How to integrate this : $ \int \cot(5x) \tan(2x) \mathrm{d}x$

Question

Methods to integrate this integral:

$$\int \cot(5x) \tan(2x) \mathrm{d}x$$

I have tried several methods, step by step, and they have led to invalid results. Helpful hints or processes are welcome.

I did this further :

$$ \cot(5x) = \frac{1}{\tan(2x+ 3x)}$$ $$= \frac{1}{\frac{\tan 2x +\tan 3x}{1-\tan 2x\tan 3x}}$$

Simplifying it further by breaking $\tan(3x) = \tan(2x +x)$ again we get $$= \frac{1-\tan^2 x -2\tan x \tan 2x}{2\tan 2x -\tan^2 2x . \tan x +\tan x}$$

now the integral is $$ = \frac{1-\tan^2 x -2\tan x \tan 2x}{2\tan 2x -\tan^2 2x . \tan x +\tan x} \tan 2x $$

Can we do something with this further thanks..

Answer 1

Letting $\tan x=z$, the integral can be rewritten as $$I=\int \frac{2z(1-10z^2+5z^4)}{(1-z^4)(5z-10z^3+z^5)}dz\\=2\int\frac{1-10z^2+5z^4}{(1-z^4)(5-10z^2+z^4)}dz\\=2\int \frac{1}{1-z^4}dz-8\int \frac{1}{5-10z^2+z^4}dz\\=2J-8K$$ where $J$ can be easily evaluated.
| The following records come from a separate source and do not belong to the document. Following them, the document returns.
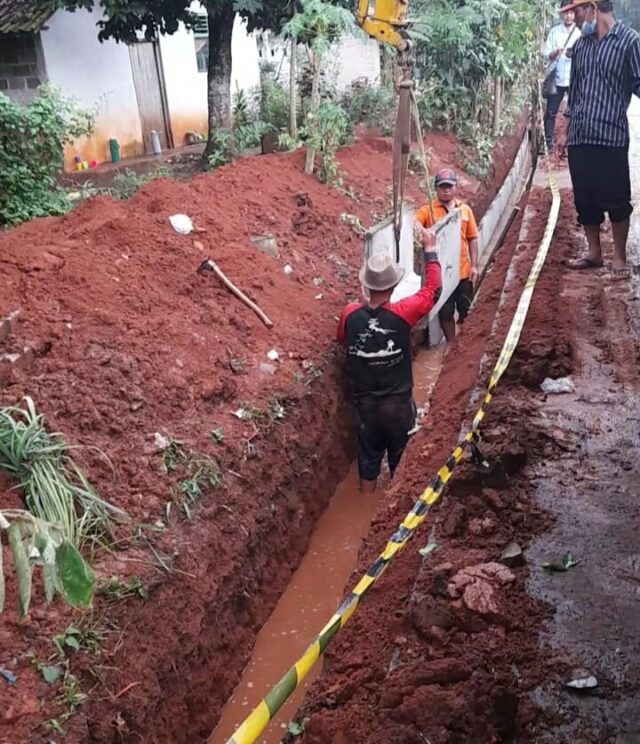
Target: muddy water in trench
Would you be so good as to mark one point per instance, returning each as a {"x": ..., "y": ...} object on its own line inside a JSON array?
[{"x": 314, "y": 591}]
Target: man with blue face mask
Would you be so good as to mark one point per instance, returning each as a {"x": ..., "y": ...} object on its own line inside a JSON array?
[
  {"x": 605, "y": 73},
  {"x": 556, "y": 50}
]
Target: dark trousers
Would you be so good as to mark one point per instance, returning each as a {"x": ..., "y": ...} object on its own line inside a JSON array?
[
  {"x": 600, "y": 178},
  {"x": 383, "y": 426},
  {"x": 553, "y": 106}
]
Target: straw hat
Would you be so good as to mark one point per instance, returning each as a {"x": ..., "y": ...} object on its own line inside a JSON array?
[{"x": 380, "y": 272}]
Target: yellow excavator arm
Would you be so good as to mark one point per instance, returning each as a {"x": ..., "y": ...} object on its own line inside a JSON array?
[{"x": 384, "y": 20}]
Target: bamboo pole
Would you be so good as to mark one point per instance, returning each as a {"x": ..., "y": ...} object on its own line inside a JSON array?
[{"x": 210, "y": 265}]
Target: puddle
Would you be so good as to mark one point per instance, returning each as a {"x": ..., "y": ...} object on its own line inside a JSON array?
[{"x": 314, "y": 591}]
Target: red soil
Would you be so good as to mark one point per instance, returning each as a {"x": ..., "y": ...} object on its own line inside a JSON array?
[
  {"x": 416, "y": 663},
  {"x": 129, "y": 341}
]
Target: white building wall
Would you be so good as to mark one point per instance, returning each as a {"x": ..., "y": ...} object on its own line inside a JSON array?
[
  {"x": 96, "y": 75},
  {"x": 187, "y": 87},
  {"x": 354, "y": 59}
]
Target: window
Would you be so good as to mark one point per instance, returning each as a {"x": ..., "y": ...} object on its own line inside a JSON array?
[{"x": 201, "y": 34}]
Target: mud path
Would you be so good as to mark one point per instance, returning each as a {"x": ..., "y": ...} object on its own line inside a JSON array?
[
  {"x": 128, "y": 341},
  {"x": 427, "y": 659}
]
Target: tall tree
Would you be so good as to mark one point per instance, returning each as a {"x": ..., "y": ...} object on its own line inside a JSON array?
[
  {"x": 127, "y": 21},
  {"x": 317, "y": 24}
]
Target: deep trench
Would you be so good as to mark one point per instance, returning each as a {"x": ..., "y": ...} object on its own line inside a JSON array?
[
  {"x": 209, "y": 635},
  {"x": 315, "y": 588}
]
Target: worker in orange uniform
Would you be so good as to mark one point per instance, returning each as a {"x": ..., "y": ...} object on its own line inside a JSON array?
[{"x": 461, "y": 298}]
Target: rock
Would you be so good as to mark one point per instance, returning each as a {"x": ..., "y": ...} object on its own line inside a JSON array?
[
  {"x": 493, "y": 499},
  {"x": 439, "y": 585},
  {"x": 429, "y": 613},
  {"x": 267, "y": 244},
  {"x": 485, "y": 526},
  {"x": 455, "y": 522},
  {"x": 512, "y": 555},
  {"x": 477, "y": 587}
]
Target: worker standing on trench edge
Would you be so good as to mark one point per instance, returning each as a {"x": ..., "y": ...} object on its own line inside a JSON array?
[
  {"x": 461, "y": 298},
  {"x": 377, "y": 335},
  {"x": 556, "y": 50},
  {"x": 605, "y": 72}
]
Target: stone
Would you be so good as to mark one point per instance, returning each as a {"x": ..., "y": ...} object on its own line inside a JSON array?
[
  {"x": 455, "y": 521},
  {"x": 267, "y": 244},
  {"x": 477, "y": 587}
]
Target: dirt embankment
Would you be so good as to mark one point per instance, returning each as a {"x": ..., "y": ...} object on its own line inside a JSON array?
[
  {"x": 129, "y": 341},
  {"x": 446, "y": 648}
]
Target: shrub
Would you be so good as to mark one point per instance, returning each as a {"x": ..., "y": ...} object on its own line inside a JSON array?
[
  {"x": 330, "y": 130},
  {"x": 32, "y": 140},
  {"x": 373, "y": 106}
]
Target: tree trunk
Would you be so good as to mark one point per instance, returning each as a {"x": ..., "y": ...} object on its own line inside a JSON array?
[
  {"x": 386, "y": 67},
  {"x": 313, "y": 114},
  {"x": 497, "y": 105},
  {"x": 293, "y": 99},
  {"x": 219, "y": 72}
]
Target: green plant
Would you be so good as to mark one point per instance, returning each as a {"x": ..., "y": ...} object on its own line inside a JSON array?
[
  {"x": 199, "y": 473},
  {"x": 116, "y": 590},
  {"x": 354, "y": 223},
  {"x": 324, "y": 134},
  {"x": 241, "y": 108},
  {"x": 286, "y": 142},
  {"x": 85, "y": 636},
  {"x": 220, "y": 148},
  {"x": 126, "y": 183},
  {"x": 70, "y": 695},
  {"x": 53, "y": 487},
  {"x": 34, "y": 542},
  {"x": 249, "y": 135},
  {"x": 272, "y": 102},
  {"x": 318, "y": 24},
  {"x": 475, "y": 149},
  {"x": 217, "y": 435},
  {"x": 374, "y": 106},
  {"x": 32, "y": 141}
]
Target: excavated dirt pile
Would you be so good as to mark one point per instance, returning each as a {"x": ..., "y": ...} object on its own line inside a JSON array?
[
  {"x": 118, "y": 339},
  {"x": 445, "y": 649}
]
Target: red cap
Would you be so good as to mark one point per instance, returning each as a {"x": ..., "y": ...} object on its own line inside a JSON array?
[
  {"x": 573, "y": 5},
  {"x": 446, "y": 176}
]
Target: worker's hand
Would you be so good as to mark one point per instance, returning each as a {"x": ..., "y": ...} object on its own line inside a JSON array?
[{"x": 428, "y": 240}]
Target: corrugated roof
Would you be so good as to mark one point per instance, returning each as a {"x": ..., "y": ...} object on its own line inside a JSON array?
[{"x": 23, "y": 16}]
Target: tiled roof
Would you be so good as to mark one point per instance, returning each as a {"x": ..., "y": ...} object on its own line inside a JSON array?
[{"x": 23, "y": 16}]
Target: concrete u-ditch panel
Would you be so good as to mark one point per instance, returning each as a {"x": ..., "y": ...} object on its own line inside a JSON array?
[{"x": 380, "y": 239}]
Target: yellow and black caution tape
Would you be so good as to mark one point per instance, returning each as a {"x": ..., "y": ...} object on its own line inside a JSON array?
[{"x": 257, "y": 721}]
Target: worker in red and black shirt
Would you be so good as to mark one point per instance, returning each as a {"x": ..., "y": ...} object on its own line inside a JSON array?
[{"x": 377, "y": 337}]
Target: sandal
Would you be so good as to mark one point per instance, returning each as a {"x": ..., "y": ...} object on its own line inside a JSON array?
[
  {"x": 580, "y": 264},
  {"x": 619, "y": 274}
]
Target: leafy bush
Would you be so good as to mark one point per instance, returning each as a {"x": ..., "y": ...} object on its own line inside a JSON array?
[
  {"x": 249, "y": 135},
  {"x": 330, "y": 130},
  {"x": 475, "y": 149},
  {"x": 373, "y": 106},
  {"x": 272, "y": 104},
  {"x": 220, "y": 148},
  {"x": 32, "y": 140}
]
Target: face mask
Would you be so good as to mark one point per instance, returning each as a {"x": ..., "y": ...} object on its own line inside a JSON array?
[{"x": 589, "y": 27}]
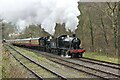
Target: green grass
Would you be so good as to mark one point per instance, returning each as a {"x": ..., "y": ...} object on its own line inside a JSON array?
[
  {"x": 11, "y": 68},
  {"x": 102, "y": 57}
]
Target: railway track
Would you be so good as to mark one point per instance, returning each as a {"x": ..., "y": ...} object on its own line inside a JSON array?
[
  {"x": 32, "y": 66},
  {"x": 103, "y": 63},
  {"x": 92, "y": 71}
]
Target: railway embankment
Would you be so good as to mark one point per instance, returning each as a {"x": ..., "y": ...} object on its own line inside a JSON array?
[{"x": 10, "y": 68}]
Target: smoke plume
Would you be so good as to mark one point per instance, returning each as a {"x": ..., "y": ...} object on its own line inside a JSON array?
[{"x": 44, "y": 12}]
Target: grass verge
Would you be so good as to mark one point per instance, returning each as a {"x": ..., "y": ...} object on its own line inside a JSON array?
[{"x": 102, "y": 57}]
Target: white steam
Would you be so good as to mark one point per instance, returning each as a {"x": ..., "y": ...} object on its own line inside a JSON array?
[{"x": 44, "y": 12}]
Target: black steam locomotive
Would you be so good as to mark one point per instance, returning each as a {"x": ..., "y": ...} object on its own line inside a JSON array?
[{"x": 63, "y": 45}]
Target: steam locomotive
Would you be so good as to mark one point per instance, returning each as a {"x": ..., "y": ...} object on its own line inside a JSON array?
[{"x": 63, "y": 45}]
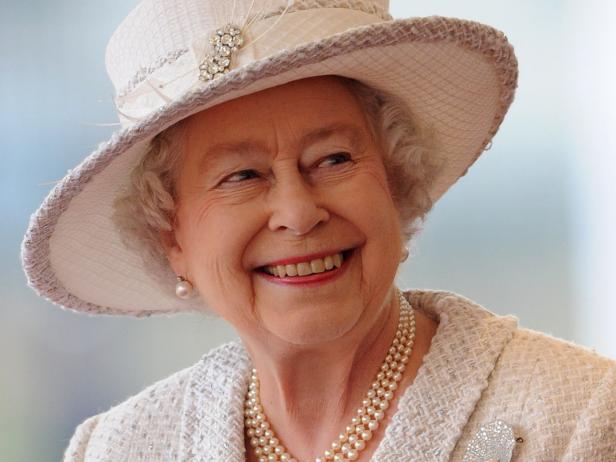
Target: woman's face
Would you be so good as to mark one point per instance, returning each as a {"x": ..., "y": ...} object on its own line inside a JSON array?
[{"x": 279, "y": 179}]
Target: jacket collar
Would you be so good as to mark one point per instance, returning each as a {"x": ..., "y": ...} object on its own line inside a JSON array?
[{"x": 431, "y": 414}]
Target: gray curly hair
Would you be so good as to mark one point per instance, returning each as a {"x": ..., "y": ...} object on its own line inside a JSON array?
[{"x": 147, "y": 209}]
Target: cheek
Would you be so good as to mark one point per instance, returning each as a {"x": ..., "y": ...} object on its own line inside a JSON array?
[{"x": 217, "y": 236}]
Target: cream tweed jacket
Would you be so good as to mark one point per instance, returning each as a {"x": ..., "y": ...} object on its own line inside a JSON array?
[{"x": 559, "y": 398}]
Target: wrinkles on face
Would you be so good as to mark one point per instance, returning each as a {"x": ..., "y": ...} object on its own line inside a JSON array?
[{"x": 297, "y": 173}]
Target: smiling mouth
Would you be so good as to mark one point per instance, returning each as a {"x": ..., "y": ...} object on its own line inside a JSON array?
[{"x": 306, "y": 268}]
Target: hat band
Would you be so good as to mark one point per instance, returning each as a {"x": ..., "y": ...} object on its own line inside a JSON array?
[{"x": 178, "y": 73}]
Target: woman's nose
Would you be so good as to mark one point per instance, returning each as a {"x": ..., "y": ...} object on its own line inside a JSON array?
[{"x": 295, "y": 206}]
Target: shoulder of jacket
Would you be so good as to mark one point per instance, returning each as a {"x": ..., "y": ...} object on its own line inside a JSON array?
[
  {"x": 127, "y": 426},
  {"x": 556, "y": 353}
]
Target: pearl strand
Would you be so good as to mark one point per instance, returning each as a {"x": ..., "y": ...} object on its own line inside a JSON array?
[{"x": 354, "y": 438}]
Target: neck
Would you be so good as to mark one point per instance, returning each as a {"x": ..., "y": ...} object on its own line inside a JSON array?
[{"x": 310, "y": 394}]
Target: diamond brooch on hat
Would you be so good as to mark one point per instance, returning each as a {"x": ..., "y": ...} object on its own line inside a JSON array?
[
  {"x": 225, "y": 42},
  {"x": 493, "y": 442}
]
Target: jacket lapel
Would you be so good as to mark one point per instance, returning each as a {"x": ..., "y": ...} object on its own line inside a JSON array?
[
  {"x": 431, "y": 414},
  {"x": 433, "y": 411},
  {"x": 213, "y": 410}
]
As for $K$, it can be written as $$\int \frac{1}{(z^2-5-2\sqrt{5})(z^2-5+2\sqrt{5})}dz$$ which can then be evaluated without much effort. I admit that the final expressions will be ugly, but the evaluation process is straightforward.